L'exposition propose une déambulation chronologique depuis la période figurative et post-cubiste des années 1920, avec des "Nus" inspirés de Jean-Auguste-Dominique Ingres et Paul Cézanne, suivie de la période "non-figurative" de l'après-guerre, jusqu'au "journal en images" réalisée entre 1962 et 1964, après la mort de sa femme.
Au contact de Georges Braque et de son ami bordelais André Lhote, comme lui enseignant à l'Académie Ranson, Roger Bissière se convertit de 1920 à 1923 au "cubisme apaisé" de l'entre-deux-guerres, rappelle la commissaire.

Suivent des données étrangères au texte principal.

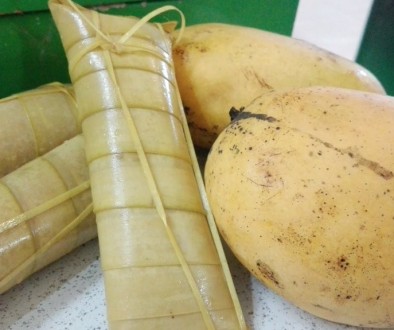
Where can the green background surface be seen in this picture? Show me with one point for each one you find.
(31, 53)
(377, 49)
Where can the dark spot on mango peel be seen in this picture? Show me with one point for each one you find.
(240, 114)
(268, 274)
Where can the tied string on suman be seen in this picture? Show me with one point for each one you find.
(120, 46)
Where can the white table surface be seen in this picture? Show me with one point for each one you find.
(69, 294)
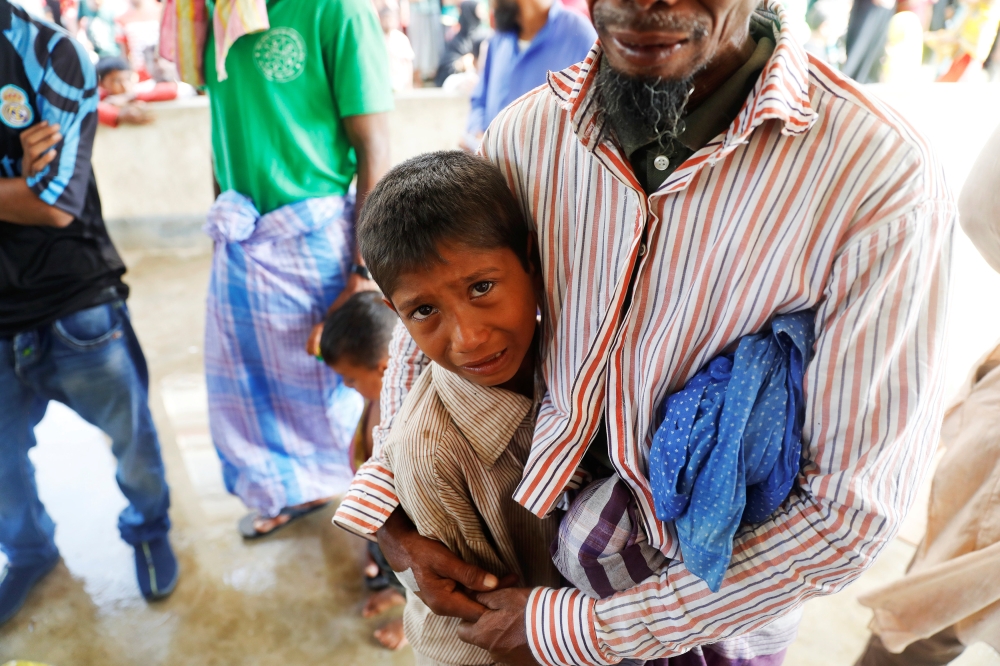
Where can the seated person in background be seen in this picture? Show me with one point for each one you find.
(355, 344)
(124, 97)
(533, 37)
(462, 50)
(397, 44)
(447, 243)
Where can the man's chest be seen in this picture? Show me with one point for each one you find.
(17, 109)
(644, 291)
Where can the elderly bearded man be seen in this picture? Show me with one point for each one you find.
(784, 187)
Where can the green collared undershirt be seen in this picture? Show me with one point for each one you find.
(652, 162)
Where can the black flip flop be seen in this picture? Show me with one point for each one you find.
(247, 530)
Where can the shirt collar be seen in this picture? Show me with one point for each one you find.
(781, 92)
(487, 416)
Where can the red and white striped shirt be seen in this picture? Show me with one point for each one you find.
(817, 196)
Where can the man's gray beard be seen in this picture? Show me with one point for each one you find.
(654, 103)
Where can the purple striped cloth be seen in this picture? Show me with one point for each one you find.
(601, 550)
(282, 421)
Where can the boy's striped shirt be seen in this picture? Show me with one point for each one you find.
(818, 196)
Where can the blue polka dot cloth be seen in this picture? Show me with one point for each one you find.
(729, 447)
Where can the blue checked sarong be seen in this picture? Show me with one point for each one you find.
(729, 447)
(281, 421)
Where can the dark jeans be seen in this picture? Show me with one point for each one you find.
(90, 361)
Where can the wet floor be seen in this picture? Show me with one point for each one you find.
(295, 597)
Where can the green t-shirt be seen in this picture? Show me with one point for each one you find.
(277, 133)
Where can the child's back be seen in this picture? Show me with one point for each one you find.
(455, 447)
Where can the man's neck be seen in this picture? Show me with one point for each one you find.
(532, 17)
(722, 67)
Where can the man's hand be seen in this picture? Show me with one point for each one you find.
(500, 630)
(37, 142)
(446, 582)
(355, 284)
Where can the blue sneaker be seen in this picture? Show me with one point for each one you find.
(155, 568)
(16, 583)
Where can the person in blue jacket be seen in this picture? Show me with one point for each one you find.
(65, 333)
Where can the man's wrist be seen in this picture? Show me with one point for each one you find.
(561, 628)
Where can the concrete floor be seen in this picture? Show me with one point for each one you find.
(295, 598)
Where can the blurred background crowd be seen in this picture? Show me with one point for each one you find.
(445, 44)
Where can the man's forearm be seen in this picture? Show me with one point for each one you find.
(369, 135)
(19, 205)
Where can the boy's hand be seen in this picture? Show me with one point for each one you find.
(446, 582)
(500, 630)
(37, 142)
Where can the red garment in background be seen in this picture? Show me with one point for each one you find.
(107, 113)
(578, 6)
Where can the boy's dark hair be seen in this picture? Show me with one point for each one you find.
(443, 197)
(358, 331)
(109, 64)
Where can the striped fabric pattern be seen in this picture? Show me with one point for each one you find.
(817, 197)
(458, 452)
(281, 421)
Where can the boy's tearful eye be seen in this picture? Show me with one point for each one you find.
(422, 312)
(481, 288)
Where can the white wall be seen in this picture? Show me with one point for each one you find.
(156, 180)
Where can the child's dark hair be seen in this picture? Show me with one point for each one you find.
(433, 199)
(110, 64)
(358, 331)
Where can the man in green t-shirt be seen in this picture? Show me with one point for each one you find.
(302, 111)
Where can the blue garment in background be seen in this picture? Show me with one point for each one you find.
(508, 72)
(729, 447)
(91, 361)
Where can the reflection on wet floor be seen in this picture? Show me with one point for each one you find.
(295, 597)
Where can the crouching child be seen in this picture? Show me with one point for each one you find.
(448, 245)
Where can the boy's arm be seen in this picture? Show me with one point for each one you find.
(371, 499)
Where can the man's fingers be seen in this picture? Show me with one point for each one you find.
(469, 575)
(510, 580)
(39, 133)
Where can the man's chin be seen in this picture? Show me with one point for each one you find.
(675, 64)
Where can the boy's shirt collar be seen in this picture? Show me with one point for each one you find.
(486, 416)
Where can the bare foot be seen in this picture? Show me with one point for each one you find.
(371, 568)
(381, 601)
(265, 525)
(391, 635)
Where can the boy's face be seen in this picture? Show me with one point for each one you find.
(473, 314)
(366, 381)
(117, 83)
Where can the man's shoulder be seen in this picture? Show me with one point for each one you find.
(843, 104)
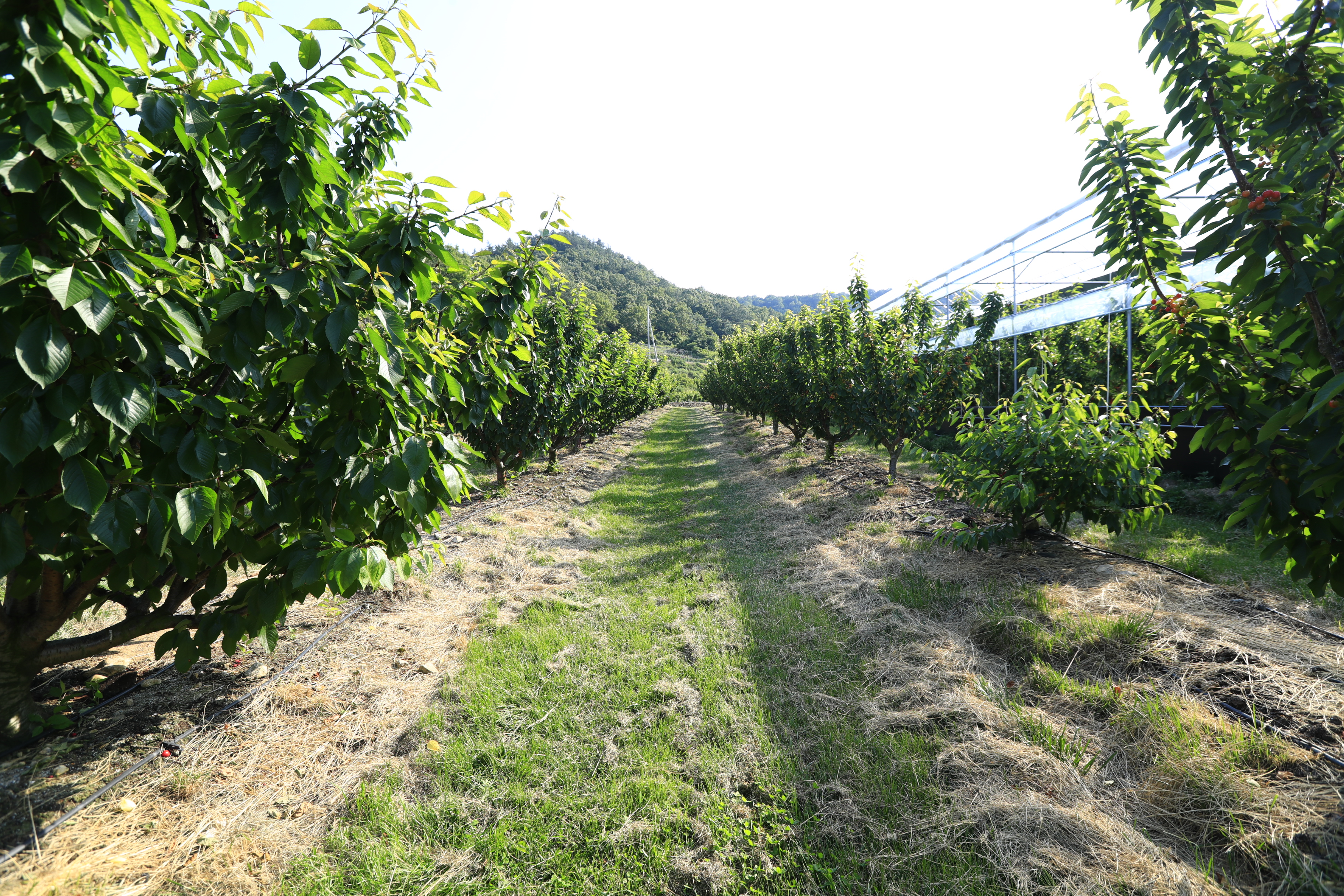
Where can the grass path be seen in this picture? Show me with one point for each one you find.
(670, 729)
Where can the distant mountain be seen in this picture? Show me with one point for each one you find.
(622, 289)
(691, 319)
(795, 303)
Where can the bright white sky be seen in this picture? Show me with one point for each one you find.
(753, 147)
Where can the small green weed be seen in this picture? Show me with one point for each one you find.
(1057, 741)
(918, 592)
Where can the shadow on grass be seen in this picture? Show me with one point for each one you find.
(858, 796)
(660, 741)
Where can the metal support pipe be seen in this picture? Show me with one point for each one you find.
(1015, 311)
(1130, 354)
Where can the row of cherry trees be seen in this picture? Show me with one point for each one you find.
(842, 371)
(234, 335)
(582, 385)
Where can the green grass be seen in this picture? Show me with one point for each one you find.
(660, 741)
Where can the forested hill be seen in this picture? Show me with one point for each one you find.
(795, 303)
(690, 319)
(620, 288)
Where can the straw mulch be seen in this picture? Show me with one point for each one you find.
(263, 784)
(1174, 781)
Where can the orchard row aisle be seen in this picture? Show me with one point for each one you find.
(768, 678)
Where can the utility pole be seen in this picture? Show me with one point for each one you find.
(1014, 248)
(654, 346)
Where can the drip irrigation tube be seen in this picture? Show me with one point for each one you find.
(1285, 735)
(1265, 608)
(174, 746)
(1261, 606)
(87, 711)
(1116, 554)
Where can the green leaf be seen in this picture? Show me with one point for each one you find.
(296, 368)
(13, 546)
(21, 430)
(1327, 393)
(224, 512)
(197, 455)
(87, 193)
(97, 312)
(195, 508)
(123, 399)
(168, 640)
(344, 567)
(261, 484)
(340, 324)
(233, 304)
(309, 53)
(25, 175)
(159, 526)
(15, 262)
(83, 486)
(221, 85)
(43, 353)
(417, 459)
(69, 287)
(115, 524)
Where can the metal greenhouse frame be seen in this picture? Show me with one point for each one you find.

Il peint alors de plantureuses paysannes monumentales aux airs de madones. Telle cette"Jeune fille au poisson", donnée en 1940 au Musée des Beaux-Arts de Bordeaux par Paul Rosenberg, alors réfugié dans la région.
Paralysie picturale pendant la guerre
Pendant la guerre, Bissière est "frappé de paralysie picturale" et fait du Lot une nouvelle terre d'asile où il s'essaie sans succès à l'élevage des abeilles et des moutons, raconte sa petite-fille, Isabelle Bissière. Selon elle, cette longue pause bucolique "correspond à une période de lente maturation, un peu comme la décantation d'une émotion à la source d'une nouvelle forme d'expression", qui s'épanouit à partir de décembre 1945 dans la tapisserie.
"L'Ange Hiroshima", pendant du "Guernica" de Pablo Picasso réalisé 10 ans plus tôt, et "Le chevrier", souvenir des années sombres de l'Occupation nazie dans la ferme de Boissierette (Lot), sont autant d'assemblages de bouts de tissu récupérés, ocres bruns et rouges, minutieusement cousus par "Mousse", l'épouse de l'artiste.
Enthousiasmé, le galeriste parisien René Drouin expose en 1947 le "nouveau Bissière" révélé par une trentaine de toiles et de tapisseries. Mais l'exposition est un échec.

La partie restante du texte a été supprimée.